La France encourage ce travail entre l’Arménie et la Turquie, mais ce n’est effectivement pas au Parlement français d’écrire cette histoire.
(A propos du mini-débat au Parlement qui s’est achevé en queue-de-poisson sur le génocide arménien. Le ministre a dit hier que ce ne serait pas un geste amical vis-à-vis de la Turquie. Est-ce que ce que vous disiez sur le rôle de l’histoire s’applique aussi au génocide arménien, bien que la France l’ait reconnu officiellement par un débat au Parlement ?)
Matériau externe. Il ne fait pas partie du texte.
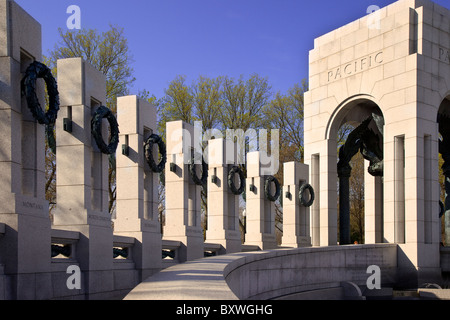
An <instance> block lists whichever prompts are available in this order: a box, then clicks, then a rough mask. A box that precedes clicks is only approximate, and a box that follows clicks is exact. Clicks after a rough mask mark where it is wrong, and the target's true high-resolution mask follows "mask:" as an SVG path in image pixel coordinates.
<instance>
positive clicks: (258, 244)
mask: <svg viewBox="0 0 450 320" xmlns="http://www.w3.org/2000/svg"><path fill="white" fill-rule="evenodd" d="M244 244H245V245H253V246H258V247H259V248H260V249H261V250H270V249H276V248H277V247H278V245H277V240H276V238H275V235H274V234H269V233H260V234H247V235H246V236H245V243H244Z"/></svg>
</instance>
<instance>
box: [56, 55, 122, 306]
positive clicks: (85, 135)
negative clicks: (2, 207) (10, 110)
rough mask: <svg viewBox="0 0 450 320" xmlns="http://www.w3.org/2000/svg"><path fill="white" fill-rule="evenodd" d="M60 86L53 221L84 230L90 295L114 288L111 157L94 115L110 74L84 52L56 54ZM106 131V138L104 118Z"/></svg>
mask: <svg viewBox="0 0 450 320" xmlns="http://www.w3.org/2000/svg"><path fill="white" fill-rule="evenodd" d="M58 86H59V92H60V102H61V110H60V115H59V117H58V121H57V125H56V146H57V156H56V168H57V171H56V176H57V180H56V189H57V190H58V191H57V201H56V202H57V207H56V209H55V210H54V224H53V227H54V228H55V229H64V230H71V231H78V232H80V241H79V242H78V243H77V244H76V246H77V248H76V252H77V257H76V259H77V260H78V262H79V266H80V269H81V271H82V272H83V274H84V282H83V283H82V289H84V291H85V292H86V294H87V295H88V297H89V298H95V297H102V294H103V293H105V292H107V291H110V290H112V289H113V274H112V273H111V270H112V268H113V257H112V246H113V232H112V228H111V216H110V213H109V210H108V202H109V196H108V168H109V158H108V155H106V154H103V153H101V152H100V151H99V150H98V147H97V145H96V143H95V140H94V139H93V137H92V134H91V120H92V116H93V115H94V113H95V111H96V109H97V108H98V107H99V106H101V105H105V104H106V79H105V76H104V75H103V74H102V73H100V72H99V71H98V70H96V69H95V68H94V67H93V66H92V65H90V64H89V63H87V62H85V61H83V60H82V59H81V58H70V59H63V60H58ZM64 119H66V120H64ZM64 121H66V122H70V123H71V127H72V130H68V131H66V130H67V126H64ZM65 129H66V130H65ZM69 131H70V132H69ZM102 135H103V137H104V140H105V141H106V139H107V137H108V136H109V133H108V123H107V121H106V120H104V121H103V125H102ZM106 143H108V142H107V141H106Z"/></svg>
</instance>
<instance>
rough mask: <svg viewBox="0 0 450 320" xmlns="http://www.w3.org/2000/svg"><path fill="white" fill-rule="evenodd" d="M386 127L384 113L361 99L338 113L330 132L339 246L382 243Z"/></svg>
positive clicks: (370, 100)
mask: <svg viewBox="0 0 450 320" xmlns="http://www.w3.org/2000/svg"><path fill="white" fill-rule="evenodd" d="M383 127H384V118H383V115H382V112H381V109H380V108H379V107H378V105H377V104H376V103H375V102H373V101H372V100H369V99H365V98H358V99H354V100H351V101H348V102H347V103H346V104H345V105H342V107H340V108H338V109H337V112H336V113H335V116H334V117H333V119H332V123H331V125H330V127H329V128H330V130H329V137H328V138H329V139H331V140H335V141H336V151H337V178H338V180H337V186H338V188H337V192H338V197H337V198H338V216H337V219H338V230H337V232H338V239H339V244H341V245H346V244H352V243H379V242H382V239H383V237H382V233H383V232H382V225H383Z"/></svg>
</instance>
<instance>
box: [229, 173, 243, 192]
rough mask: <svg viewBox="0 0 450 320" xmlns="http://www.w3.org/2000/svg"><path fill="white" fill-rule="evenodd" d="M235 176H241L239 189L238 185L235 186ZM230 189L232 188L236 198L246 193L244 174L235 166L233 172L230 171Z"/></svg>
mask: <svg viewBox="0 0 450 320" xmlns="http://www.w3.org/2000/svg"><path fill="white" fill-rule="evenodd" d="M235 174H238V175H239V180H240V184H239V189H238V188H236V185H235V184H234V175H235ZM228 188H230V191H231V192H232V193H233V194H234V195H236V196H238V195H240V194H242V193H244V191H245V176H244V172H243V171H242V169H241V168H239V167H238V166H233V167H232V168H231V170H230V171H228Z"/></svg>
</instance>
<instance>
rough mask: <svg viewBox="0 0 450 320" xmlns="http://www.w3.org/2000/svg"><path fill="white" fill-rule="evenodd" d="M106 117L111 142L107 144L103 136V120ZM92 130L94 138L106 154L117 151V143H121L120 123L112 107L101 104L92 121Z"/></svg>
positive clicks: (95, 113) (109, 153) (95, 140)
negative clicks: (107, 107) (119, 128)
mask: <svg viewBox="0 0 450 320" xmlns="http://www.w3.org/2000/svg"><path fill="white" fill-rule="evenodd" d="M103 118H106V119H107V120H108V122H109V126H110V135H109V144H108V145H107V144H106V143H105V142H104V141H103V136H102V120H103ZM91 132H92V136H93V137H94V140H95V142H96V144H97V146H98V148H99V149H100V151H101V152H102V153H104V154H113V153H115V152H116V149H117V145H118V144H119V124H118V123H117V119H116V117H115V116H114V114H113V113H112V111H111V110H110V109H108V108H107V107H105V106H100V107H98V108H97V110H96V111H95V114H94V116H93V117H92V121H91Z"/></svg>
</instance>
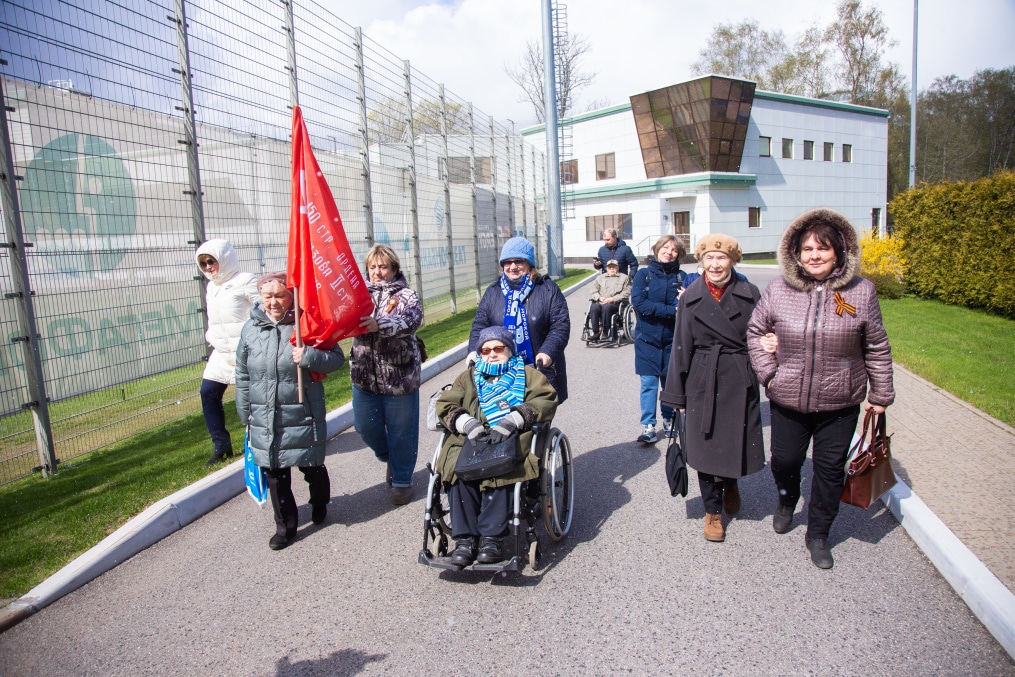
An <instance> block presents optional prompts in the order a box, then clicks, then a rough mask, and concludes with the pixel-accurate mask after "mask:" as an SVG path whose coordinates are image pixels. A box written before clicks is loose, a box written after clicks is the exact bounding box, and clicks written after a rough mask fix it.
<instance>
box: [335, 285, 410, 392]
mask: <svg viewBox="0 0 1015 677" xmlns="http://www.w3.org/2000/svg"><path fill="white" fill-rule="evenodd" d="M366 288H367V289H369V292H370V297H371V298H374V318H375V319H376V320H377V321H378V331H376V332H374V333H370V334H360V335H359V336H357V337H356V338H354V339H353V340H352V351H351V353H350V356H349V373H350V375H351V377H352V383H353V384H354V385H356V386H358V387H359V388H362V389H363V390H365V391H367V392H370V393H375V394H377V395H407V394H409V393H414V392H416V391H417V390H419V365H420V361H421V360H420V354H419V344H418V343H417V341H416V330H417V329H419V326H420V325H421V324H422V323H423V304H422V302H421V301H420V300H419V296H418V295H417V294H416V292H415V291H413V290H412V289H410V288H409V285H408V282H406V281H405V276H404V275H403V274H402V273H398V275H396V276H395V279H393V280H392V281H391V282H381V283H374V282H367V284H366Z"/></svg>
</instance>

Le ministre l’a dit hier dans son intervention. Il a rappelé qu’à l’occasion du débat sur l’article 4 de la loi du 23 février 2005, un consensus s’était dégagé au sein de cette Assemblée quant au rôle du Parlement face à l’histoire. A l’époque, on avait considéré que c’était aux historiens d’écrire l’histoire et pas au Parlement. C’est donc la même logique que nous appliquons dans cette affaire avec un élément supplémentaire, qui est qu’un travail s’est engagé sur ce point entre l’Arménie et la Turquie. Nous encourageons ce travail entre l’Arménie et la Turquie, mais ce n’est effectivement pas au Parlement français d’écrire cette histoire.
(Ceci étant, la France s’apprête-t-elle à abroger la loi sur la dénégation de la Shoah ?)
Il y a un certain nombre de choses qui ont été reconnues sur le plan international dans des résolutions, que ce soit du Conseil de sécurité ou de l’Assemblée générale des Nations unies. La problématique est peut-être un peu différente.